Di dalam mobil, Alfred melihat gerak gerik Jessie yang menurutnya aneh.Ia mengrenyitkan dahi."Jes kau ada masalah?"

Jessie menatap manik mata Alfred, lalu ia mengangguk.Yah benar tebakan Alfred.

"Mark?"tanya Alfred dan diangguki Jessie.

"Ya, seperti biasa.Aku tidak tau lagi Al.Bagaimana nasibku selanjutnya"ucap Jessie sedih.

Alfred menepikan mobilnya, ia menatap Jessie kasihan.

"Sekarang aku merasa benar-benar ketakutan.Aku menarik kataku, jika aku berani melawannya"Jessie mulai menanggis.

Alfred tidak tau harus bagaimana, ia hanya bisa memeluk Jessie berharap bisa menyalurkan kekuatan untukknya.

"Aku berusaha sebisa mungkin membantumu Jess"ucap Alfred kemudian, lalu diangguki oleh Jessie.

Tidak sengaja mata Alfred menangkap bungkusan yang sedari tadi Jessie bawa."Jess, apa yang kau bawa?"
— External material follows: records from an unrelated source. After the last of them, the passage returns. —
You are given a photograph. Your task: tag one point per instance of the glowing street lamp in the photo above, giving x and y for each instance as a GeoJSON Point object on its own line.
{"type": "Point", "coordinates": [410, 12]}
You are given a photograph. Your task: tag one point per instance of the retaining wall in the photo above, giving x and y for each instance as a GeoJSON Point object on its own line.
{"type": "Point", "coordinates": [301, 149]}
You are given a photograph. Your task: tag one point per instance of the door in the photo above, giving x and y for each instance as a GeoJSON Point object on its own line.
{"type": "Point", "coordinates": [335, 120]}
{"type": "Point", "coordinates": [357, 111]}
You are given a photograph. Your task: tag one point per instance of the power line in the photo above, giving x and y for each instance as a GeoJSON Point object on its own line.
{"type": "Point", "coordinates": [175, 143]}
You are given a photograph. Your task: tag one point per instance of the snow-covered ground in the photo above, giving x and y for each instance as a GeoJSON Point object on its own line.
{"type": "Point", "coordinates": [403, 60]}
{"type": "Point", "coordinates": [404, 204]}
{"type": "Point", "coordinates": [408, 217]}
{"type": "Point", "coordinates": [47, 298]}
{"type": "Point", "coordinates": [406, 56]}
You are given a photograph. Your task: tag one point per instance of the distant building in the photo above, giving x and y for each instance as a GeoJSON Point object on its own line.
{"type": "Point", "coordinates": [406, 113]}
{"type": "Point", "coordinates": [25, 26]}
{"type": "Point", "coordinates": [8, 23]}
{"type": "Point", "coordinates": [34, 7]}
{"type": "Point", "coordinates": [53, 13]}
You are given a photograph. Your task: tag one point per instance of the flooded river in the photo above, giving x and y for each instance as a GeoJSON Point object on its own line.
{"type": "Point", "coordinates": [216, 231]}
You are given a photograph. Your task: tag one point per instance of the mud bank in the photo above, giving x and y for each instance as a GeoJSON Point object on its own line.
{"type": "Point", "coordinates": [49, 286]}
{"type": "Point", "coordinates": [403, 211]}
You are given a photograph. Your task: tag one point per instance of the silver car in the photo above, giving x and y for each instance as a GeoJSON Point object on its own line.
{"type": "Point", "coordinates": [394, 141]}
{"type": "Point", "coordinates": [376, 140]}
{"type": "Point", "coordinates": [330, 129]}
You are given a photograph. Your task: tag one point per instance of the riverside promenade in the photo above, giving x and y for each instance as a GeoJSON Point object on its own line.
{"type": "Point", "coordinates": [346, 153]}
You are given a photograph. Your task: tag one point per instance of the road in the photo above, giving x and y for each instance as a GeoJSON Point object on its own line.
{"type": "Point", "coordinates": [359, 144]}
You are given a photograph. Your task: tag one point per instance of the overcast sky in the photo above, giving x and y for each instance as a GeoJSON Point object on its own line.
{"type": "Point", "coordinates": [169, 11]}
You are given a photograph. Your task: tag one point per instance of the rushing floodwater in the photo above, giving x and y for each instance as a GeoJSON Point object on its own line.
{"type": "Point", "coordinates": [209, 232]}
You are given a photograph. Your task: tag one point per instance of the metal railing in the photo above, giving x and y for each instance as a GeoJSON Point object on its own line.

Jessie melepaskan pelukan Alfred, lalu menunjukkan bungkusan tersebut pada Alfred."Aku juga tidak tau Al"

"Coba buka"suruh Alfred lalu di angguki Jessie.Gadis itu mulai membukanya dan alangkah terkejutnya.

"What? kalung?" Tanya Jessie terheran-heran.Alfred pun menatap bingung Jessie.

"Kau punya pacar jess?"

Jessie menggeleng cepat"Tidak, aku tidak punya pacar sama sekali"

"Lalu? Atau mungkin penggemar rahasiamu?"

Jessie menggedikan bahu, apa iya, ia memiliki penggemar rahasia? siapa?
Jessie menatap perlahan kalung tersebut, bentuk yang indah.Begitu elegan.But, Jessie tidak memakainya, entah mengapa perasaan Jessie atau apa, ia takut jika terjadi sesuatu ketika Jessie memakai kalung tersebut, lebih baik Jessie menyimpannya dahulu.